AU Health and Brigadier General Randall V. Simmons Jr of the Georgia National Guard have asked the DCG to being producing 5,000 nasal swabs a day that will be used throughout Georgia. James admitted that this request was a bit of a surprise.

“Initially, the conversation was purely about how can we help Augusta, the local community, and AU Health with what we are facing right now,” James said. “We were initially talking about 300 swabs a day. But as the meeting last week continued, they asked, ‘How big could you go?’ Suddenly, they were asking, ‘Jeff, can you do 5,000 swabs a day?’”

Though floored by the request, James was confident his team could get it done. The DCG purchased several additional 3-D printers to meet the demand, and James has personally bought a significant amount of resin to produce the 3-D nasal swabs needed throughout Georgia.

The DCG team’s goal is to help provide the state with enough 3-D nasal swabs for the next two weeks to bring everyone one step closer to returning to their normal, daily lives, James said. During this time, other printing sources will be identified.

“Let’s face it. Everyone was a little disgruntled staying at home in the beginning for two weeks. But now, everyone is really getting cabin fever,” James said. “I think we all want to go back to something normal. And I think this is one of the ways that we’ll do it. Testing is key.”

“This capacity reduces the stress on vendors and government entities as we boost testing and get Georgians back into the workplace,” said Georgia Governor Brian Kemp, applauding the DCG’s efforts.

Other residents have joined Faigen and Frazier in taking shifts around the clock to produce the swabs, which is a labor-intensive process, in addition to performing their regular resident duties.

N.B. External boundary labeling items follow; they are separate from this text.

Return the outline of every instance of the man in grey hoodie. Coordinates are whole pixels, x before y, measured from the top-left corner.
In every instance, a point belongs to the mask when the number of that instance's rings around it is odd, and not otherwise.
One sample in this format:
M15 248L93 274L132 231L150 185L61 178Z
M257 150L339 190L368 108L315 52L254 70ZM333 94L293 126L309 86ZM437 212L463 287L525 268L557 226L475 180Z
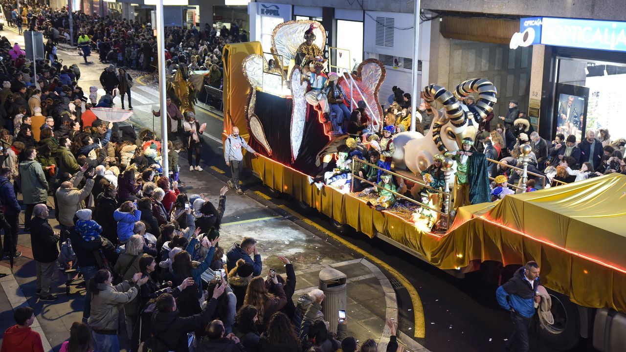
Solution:
M228 135L224 142L224 160L226 165L230 167L232 179L228 180L228 187L235 189L237 194L244 194L244 191L239 187L239 175L244 170L244 154L242 147L255 155L259 156L259 153L254 151L252 147L244 140L239 135L239 128L233 127L233 133Z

“Of course, just printing them isn’t the end of the story. They must be biologically prepared for human use. They have to be cured, they have to be washed in alcohol, and they have to be sterilized,” said Carol Lefebvre, DDS, MS, dean of DCG.

“Everyone has worked together, and these young residents are just so tech savvy that they feed off one another,” said Lefebvre. “I think that’s the greatest part of all this. It’s really been a group effort. We’ve come together to help the state and truly make a difference.”